Every group of people has their own unique food culture, flavours they proudly call their own. It is these cultures that bind people together. Sadly, we might be losing ours. Let’s put aside for now the fact that not many teens can speak fluent dialect – I understand how it can be quite a mouthful. But to lose the ability to eat and appreciate your own heritage food? To lose the ability to taste these mouthfuls of pleasure, that’s most unforgiveable. Loss of such an appreciation and understanding can result in the dilution of one’s identity, and the systemic propagation of cultural zombiehood.

 

We seem to be mindlessly obsessed with café-hopping these days. Tasting food that is trendy, or what the rest of the world is currently crazy about, like some ramen burgers or cronuts. Question is, must food too, be about fashion? Do we want to turn into lifestyle lizards, living everyday doing things void of heritage and cause?
 
Maxwell Food Centre is home to many good eats (file photo: Makansutra).

 
Our street food culture was not built up overnight. Past generations of food fighters and masters built up this street food empire. Current technology and resources suggests that we can only make it better. The way to improving and preserving is to first, understand. You cannot walk into tomorrow, if you don’t know where you came from yesterday. You’ll just be a wanderer.

 

How then, do we go about obtaining this understanding towards street food culture? Ask. Talk to your grandparents, your parents and the next time you visit a hawker centre, strike a conversation or two with the chef when he/she is not busy.
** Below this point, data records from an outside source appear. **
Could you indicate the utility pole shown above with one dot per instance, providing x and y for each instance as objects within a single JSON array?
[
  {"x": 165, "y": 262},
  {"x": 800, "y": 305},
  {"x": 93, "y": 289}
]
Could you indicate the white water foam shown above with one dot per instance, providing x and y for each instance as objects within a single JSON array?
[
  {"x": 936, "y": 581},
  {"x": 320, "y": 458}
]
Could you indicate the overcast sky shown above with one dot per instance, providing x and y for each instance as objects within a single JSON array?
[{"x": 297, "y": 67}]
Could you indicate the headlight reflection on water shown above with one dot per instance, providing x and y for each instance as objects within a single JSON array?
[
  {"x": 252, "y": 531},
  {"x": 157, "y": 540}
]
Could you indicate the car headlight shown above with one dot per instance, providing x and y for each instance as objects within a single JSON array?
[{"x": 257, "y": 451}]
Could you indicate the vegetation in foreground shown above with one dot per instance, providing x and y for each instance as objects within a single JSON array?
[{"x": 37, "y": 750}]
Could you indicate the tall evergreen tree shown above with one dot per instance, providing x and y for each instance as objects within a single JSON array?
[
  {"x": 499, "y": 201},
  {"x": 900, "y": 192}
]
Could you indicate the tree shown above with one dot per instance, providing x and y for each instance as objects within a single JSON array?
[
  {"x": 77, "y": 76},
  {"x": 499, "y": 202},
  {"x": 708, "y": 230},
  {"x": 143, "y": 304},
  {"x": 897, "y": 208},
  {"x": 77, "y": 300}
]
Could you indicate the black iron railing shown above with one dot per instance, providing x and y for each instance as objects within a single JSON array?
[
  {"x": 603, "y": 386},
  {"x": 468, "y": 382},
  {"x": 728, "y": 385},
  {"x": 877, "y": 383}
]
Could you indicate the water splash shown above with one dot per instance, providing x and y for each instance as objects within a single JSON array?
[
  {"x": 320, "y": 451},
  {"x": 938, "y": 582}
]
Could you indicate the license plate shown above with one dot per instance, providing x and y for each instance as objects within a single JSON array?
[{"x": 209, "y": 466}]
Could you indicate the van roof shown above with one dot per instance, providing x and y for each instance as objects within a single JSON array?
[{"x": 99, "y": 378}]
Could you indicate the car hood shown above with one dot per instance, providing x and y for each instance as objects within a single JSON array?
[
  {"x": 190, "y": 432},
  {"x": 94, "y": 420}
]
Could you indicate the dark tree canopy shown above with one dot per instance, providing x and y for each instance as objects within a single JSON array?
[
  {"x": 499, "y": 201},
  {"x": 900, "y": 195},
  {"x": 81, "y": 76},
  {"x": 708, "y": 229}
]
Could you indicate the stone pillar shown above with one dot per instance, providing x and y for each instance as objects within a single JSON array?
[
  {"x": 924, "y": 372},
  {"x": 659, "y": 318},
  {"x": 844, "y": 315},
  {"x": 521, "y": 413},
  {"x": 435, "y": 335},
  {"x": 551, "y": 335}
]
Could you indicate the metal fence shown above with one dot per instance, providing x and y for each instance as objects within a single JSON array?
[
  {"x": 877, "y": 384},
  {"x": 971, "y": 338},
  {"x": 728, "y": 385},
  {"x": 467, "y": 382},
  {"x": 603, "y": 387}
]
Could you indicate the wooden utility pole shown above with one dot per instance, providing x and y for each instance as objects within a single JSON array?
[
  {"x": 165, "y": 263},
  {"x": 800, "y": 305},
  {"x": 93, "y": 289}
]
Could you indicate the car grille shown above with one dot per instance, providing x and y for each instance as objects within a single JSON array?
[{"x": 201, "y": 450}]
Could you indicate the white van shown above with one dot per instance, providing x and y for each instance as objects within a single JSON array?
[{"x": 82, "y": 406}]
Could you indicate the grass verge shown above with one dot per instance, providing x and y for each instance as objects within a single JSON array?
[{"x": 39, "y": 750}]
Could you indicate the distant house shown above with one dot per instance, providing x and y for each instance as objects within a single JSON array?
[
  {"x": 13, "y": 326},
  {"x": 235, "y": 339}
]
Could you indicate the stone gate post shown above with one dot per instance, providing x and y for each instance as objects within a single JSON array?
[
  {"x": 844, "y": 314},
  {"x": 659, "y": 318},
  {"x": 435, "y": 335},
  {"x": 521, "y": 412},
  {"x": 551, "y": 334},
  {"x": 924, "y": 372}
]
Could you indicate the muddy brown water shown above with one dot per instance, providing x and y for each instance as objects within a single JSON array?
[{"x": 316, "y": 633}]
The most accurate information is among those who have experienced it themselves. Many have taken valuable information we should have treasured, back to heaven. Ask, while our older hawker generation, friends or relative, can still answer. Form groups, take a trip down to the hawker centre with a group of friends or anyone, and relish in our hawker culture. Skip trying to propagate the cultures of foreign cuisine, there are people of correct heritage and culture who are naturally good at it. Be a soldier of our own food heritage. Let our future food experiences be memorable, and not about mopping up residual memories wondering about who, what, when, where and how it should have been. The best war won, is when you defend what truly is yours and continue building up from what is left behind.
 
Mee Goreng is an Indian-Muslim dish you’ll never find in India (file photo: Makansutra).

 
So, for starters, my dear peers, ask three questions about that next, say, bowl of bak chor mee you are going to tear into, that will make you a wiser food soldier.